II- İTİRAZ NEDENLERİ
Yargıtay Cumhuriyet Başsavcılığının 25.01.2023 tarih, 2022/163037 sayılı yazısında;
“Kovuşturma aşamasında FETÖ/PDY yapılanmasında konumuna uygun bilgi veren ve süreçte yaptıkları eylem ve faaliyetleri anlatan, bu kapsamda örgütte irtibat kurduğu kişiler hakkında beyanda bulunan sanık hakkında TCK’nın 221/4-2 nci maddesi kapsamında cezalarında makul bir indirim indirim yapılıp yapılmayacağına ilişkindir.
Ayrıntıları Yargıtay Ceza Genel Kurulunun 08.04.2008 tarih ve 9-18-78 sayılı kararında açıklandığı üzere; etkin pişmanlık hükümlerinin amacı, bir yandan terör ve örgütlü suçlarla mücadele bakımından stratejik önemi nedeniyle en etkili bilgi edinme ve mücadele araçlarından olan örgütün kendi mensuplarını kullanmak, diğer taraftan da suç işlemeyi önlemek, mensup olduğu yasa dışı örgütün amaçladığı suçun işlenmesine engel olanları ve işlediği suçtan pişmanlık duyanları cezalandırmayarak ya da cezalarında belli oranlarda indirim yaparak yeniden topluma kazandırmaktır.

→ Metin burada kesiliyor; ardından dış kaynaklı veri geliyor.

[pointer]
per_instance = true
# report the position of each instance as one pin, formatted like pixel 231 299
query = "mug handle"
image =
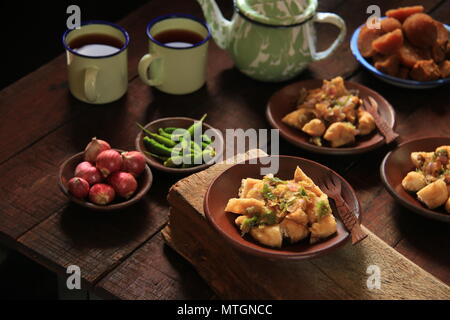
pixel 144 64
pixel 324 17
pixel 90 80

Yargıtay 16. Ceza Dairesinin 12.05.2015 tarih, … Karar 26.10.2015 tarih, … sayılı ilamlarında da belirtildiği üzere; TCK’nın 221/4 üncü fıkrasının 2 nci cümlesinden yararlanabilmek için; failin yakalandıktan sonra bilgisi ölçüsünde örgüt içerisindeki konumuyla uyumlu şekilde kendisinin ve diğer örgüt üyelerinin eylemleri, örgütün yapısı ve faaliyetleriyle ilgili yeterli ve samimi bilgi vererek suçtan pişmanlığını söz ve davranışlarıyla göstermesi gerekmektedir. Bu bilgi maddenin üçüncü fıkrasında aranan, örgütü çökertecek nitelikteki bilgi değildir. Verilen bilginin önemi cezanın belirlenmesinde dikkate alınmalıdır.

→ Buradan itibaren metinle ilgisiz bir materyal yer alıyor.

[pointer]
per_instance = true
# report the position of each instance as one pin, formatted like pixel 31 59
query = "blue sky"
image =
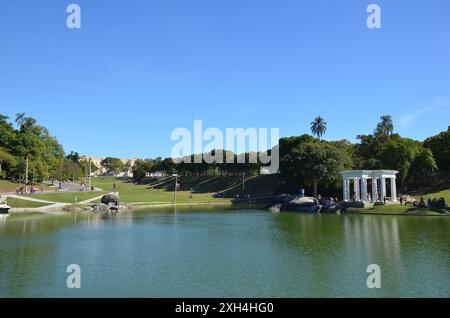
pixel 138 69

TCK’nın 221/4 üncü fıkrasının 2 nci cümlesi kapsamında etkin pişmanlıkta bulunulduğunun kabulü halinde bu suçtan dolayı verilecek cezada 1/3’ten 3/4’e kadar bir indirim yapılacağı öngörülmektedir. Buna göre belirlenen cezadan en az 1/3, en fazla 3/4 oranında bir indirim yapılacaktır. Bu iki sınır arasında yapılacak indirim, verilen bilginin niteliği, örgütün yapısı ve faaliyetleri çerçevesinde işlenen suçlarla ya da diğer örgüt mensuplarının tespiti ile ilgili olmak üzere elverişlilik derecesi, ceza soruşturması ya da kovuşturmasının hangi aşamasında etkin pişmanlıkta bulunulduğu gibi kıstaslar nazara alınarak mahkeme tarafından takdir ve tayin edilecektir.
Bu açıklamalar ışığında, somut olay değerlendirildiğinde;
İlk Derece Mahkemesinde toplam iki celse yapılmış, müdafi olmadan yapılan 2 nci duruşmada (17.10.2017) örgütsel eylemleri ile kendisine ByLock yükleyen şahsı belirtip örgüt ile irtibatlı kişiler hakkında bilgi veren sanık, Bölge Adliye Mahkemesinde müdafi huzurundaki savunmasında da İlk Derece Mahkemesindeki ifadesinde sebat etmiştir.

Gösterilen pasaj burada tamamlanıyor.